Use Amazon Kinesis for below use cases:

  • Routing related data records to the same record processor (as in streaming MapReduce). For example, counting and aggregation are simpler when all records for a given key are routed to the same record processor.
  • Ordering of data records. For example, you want to transfer log data from the application host to the processing/archival host while maintaining the order of log statements.
  • Ability for multiple applications to consume the same stream concurrently. For example, you have one application that updates a real-time dashboard and another that archives data to Amazon Redshift. You want both applications to consume data from the same stream concurrently and independently.
  • Ability to consume data records in the same order a few hours later. For example, you have a billing application and an audit application that runs a few hours behind the billing application. Because Amazon Kinesis stores data for up to 24 hours, you can run the audit application up to 24 hours behind the billing application.
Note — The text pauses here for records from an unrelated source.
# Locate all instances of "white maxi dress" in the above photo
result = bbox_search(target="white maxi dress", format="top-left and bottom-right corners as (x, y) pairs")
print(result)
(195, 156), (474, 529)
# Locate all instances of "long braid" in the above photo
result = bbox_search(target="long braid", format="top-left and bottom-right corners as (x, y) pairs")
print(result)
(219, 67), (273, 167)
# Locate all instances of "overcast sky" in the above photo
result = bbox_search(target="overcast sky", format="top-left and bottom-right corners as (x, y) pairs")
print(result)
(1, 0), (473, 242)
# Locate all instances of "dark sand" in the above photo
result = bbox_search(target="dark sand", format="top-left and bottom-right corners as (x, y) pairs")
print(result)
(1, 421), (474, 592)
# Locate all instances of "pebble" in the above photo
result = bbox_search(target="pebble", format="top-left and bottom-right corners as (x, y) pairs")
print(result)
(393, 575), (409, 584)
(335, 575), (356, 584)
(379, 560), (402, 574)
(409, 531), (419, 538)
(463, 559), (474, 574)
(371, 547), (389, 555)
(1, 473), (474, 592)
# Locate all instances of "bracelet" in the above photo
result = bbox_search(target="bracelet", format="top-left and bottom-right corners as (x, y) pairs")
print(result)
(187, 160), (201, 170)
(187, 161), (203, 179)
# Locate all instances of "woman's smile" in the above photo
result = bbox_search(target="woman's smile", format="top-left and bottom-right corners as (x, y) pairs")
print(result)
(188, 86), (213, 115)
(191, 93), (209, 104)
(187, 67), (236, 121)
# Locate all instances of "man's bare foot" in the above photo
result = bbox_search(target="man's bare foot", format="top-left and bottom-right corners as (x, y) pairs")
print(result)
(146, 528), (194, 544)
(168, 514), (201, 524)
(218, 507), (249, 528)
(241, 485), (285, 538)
Use Amazon SQS for below use cases:

  • Messaging semantics (such as message-level ack/fail) and visibility timeout. For example, you have a queue of work items and want to track the successful completion of each item independently. Amazon SQS tracks the ack/fail, so the application does not have to maintain a persistent checkpoint/cursor. Amazon SQS will delete acked messages and redeliver failed messages after a configured visibility timeout.
  • Individual message delay. For example, you have a job queue and need to schedule individual jobs with a delay. With Amazon SQS, you can configure individual messages to have a delay of up to 15 minutes.
  • Dynamically increasing concurrency/throughput at read time. For example, you have a work queue and want to add more readers until the backlog is cleared. With Amazon Kinesis, you can scale up to a sufficient number of shards (note, however, that you'll need to provision enough shards ahead of time).
  • Leveraging Amazon SQS's ability to scale transparently. For example, you buffer requests and the load changes as a result of occasional load spikes or the natural growth of your business. Because each buffered request can be processed independently, Amazon SQS can scale transparently to handle the load without any provisioning instructions from you.